Luego el Ratonero no sabría determinar hasta qué punto lo que sucedió a continuación en el camarote tuvo lugar bajo el agua y hasta qué punto en una gran burbuja de aire constreñida por aquel otro elemento, de modo que se volvió más afín al mismo. (En cualquier caso, hacia el final el Ratonero se encontraba totalmente bajo el agua.) Había una cualidad de sueño un tanto lento o, más bien, medido en todos los movimientos que tuvieron lugar a continuación: los suyos, los de la transformada Ississi y los de la criatura que tomó por su hermano, como si estuvieran efectuados contra grandes presiones. Tenía elementos tanto

de una lucha salvaje, una feroz lucha a vida o muerte, y de una danza ceremonial con bestias. Ciertamente, la posición del Ratonero mientras duró estuvo siempre en el centro, al lado o un poco por encima del cofre de telas abierto, y ciertamente la transformada Ississi y su hermano trazaban círculos alrededor de él como tiburones y se abalanzaban alternativamente para atacarle, sus estrechas mandíbulas abiertas para mostrar unos dientes afilados como navajas de afeitar y que se cerraban como grandes tijeras. Y en todo momento se mantuvo la sensación de una presión continua y creciente, aunque el Ratonero no la experimentaba dentro del cráneo en particular sino sobre todo su cuerpo y centrada, en todo caso, en sus pulmones.
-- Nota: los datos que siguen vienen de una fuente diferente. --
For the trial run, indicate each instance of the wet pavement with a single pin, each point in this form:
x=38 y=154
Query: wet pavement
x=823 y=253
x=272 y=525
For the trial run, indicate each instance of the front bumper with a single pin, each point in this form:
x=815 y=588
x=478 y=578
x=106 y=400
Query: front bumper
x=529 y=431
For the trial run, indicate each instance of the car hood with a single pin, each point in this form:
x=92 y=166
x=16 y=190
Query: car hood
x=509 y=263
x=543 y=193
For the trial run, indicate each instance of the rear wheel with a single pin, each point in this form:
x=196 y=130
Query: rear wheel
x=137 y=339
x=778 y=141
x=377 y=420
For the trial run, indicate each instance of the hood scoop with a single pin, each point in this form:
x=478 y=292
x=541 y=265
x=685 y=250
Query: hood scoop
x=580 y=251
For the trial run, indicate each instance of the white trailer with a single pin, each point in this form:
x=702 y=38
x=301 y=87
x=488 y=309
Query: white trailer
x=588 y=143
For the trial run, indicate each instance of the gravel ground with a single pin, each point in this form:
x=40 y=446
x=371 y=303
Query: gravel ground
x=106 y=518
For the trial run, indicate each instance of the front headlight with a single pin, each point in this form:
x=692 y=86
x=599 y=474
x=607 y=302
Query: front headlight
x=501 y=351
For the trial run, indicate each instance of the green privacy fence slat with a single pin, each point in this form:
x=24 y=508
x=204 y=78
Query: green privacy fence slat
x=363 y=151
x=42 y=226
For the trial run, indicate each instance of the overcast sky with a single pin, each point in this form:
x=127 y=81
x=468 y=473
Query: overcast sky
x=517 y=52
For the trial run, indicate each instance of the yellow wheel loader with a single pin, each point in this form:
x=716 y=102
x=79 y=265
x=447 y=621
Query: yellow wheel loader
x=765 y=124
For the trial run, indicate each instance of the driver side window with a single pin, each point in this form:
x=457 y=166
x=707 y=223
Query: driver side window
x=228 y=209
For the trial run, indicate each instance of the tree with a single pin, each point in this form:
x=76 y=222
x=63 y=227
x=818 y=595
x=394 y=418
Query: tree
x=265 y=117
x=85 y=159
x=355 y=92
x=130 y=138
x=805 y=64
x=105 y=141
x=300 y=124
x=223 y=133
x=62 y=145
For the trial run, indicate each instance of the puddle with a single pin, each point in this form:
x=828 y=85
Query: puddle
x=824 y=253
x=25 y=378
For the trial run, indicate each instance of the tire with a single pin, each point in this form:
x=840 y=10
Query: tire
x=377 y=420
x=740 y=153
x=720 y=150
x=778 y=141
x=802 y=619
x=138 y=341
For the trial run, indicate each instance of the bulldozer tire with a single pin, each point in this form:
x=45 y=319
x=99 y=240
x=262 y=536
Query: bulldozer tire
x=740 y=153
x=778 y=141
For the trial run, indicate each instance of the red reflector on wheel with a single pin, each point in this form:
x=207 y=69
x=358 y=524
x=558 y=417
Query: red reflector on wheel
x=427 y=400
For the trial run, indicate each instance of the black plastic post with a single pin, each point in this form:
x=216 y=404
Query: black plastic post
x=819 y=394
Aquello empezó, por supuesto, al evadirse del inicial acercamiento amoroso y asesino de Ississi, cuando él se dirigió al cofre que la criatura acababa de abandonar. Entonces, cuando ella se daba la vuelta para atacarle por segunda vez (ahora todo mandíbulas, los brazos fusionados en los costados cubiertos de escamas plateadas y las piernas con crestas espinosas igualmente fusionadas, pero los ojos todavía grandes y verdes), y cuando él, a su vez, se volvía para enfrentarse al ataque, tuvo la inspiración de coger con ambas manos la primera tela del cofre, dejando que se desplegara y extendiera, y la hizo girar entre él y la criatura, como una sábana cobriza grande, lustrosa y deslumbrante, o una nube de color naranja rosado. Esta interposición a tiempo distrajo a la criatura de su propósito principal, aunque sus mandíbulas plateadas atravesaron la tela más de una vez, desgarrándola y dando al traste con los propósitos que tenía de Cif de hacerse un manto, un vestido ceremonial, una túnica de tesorera o lo que fuese.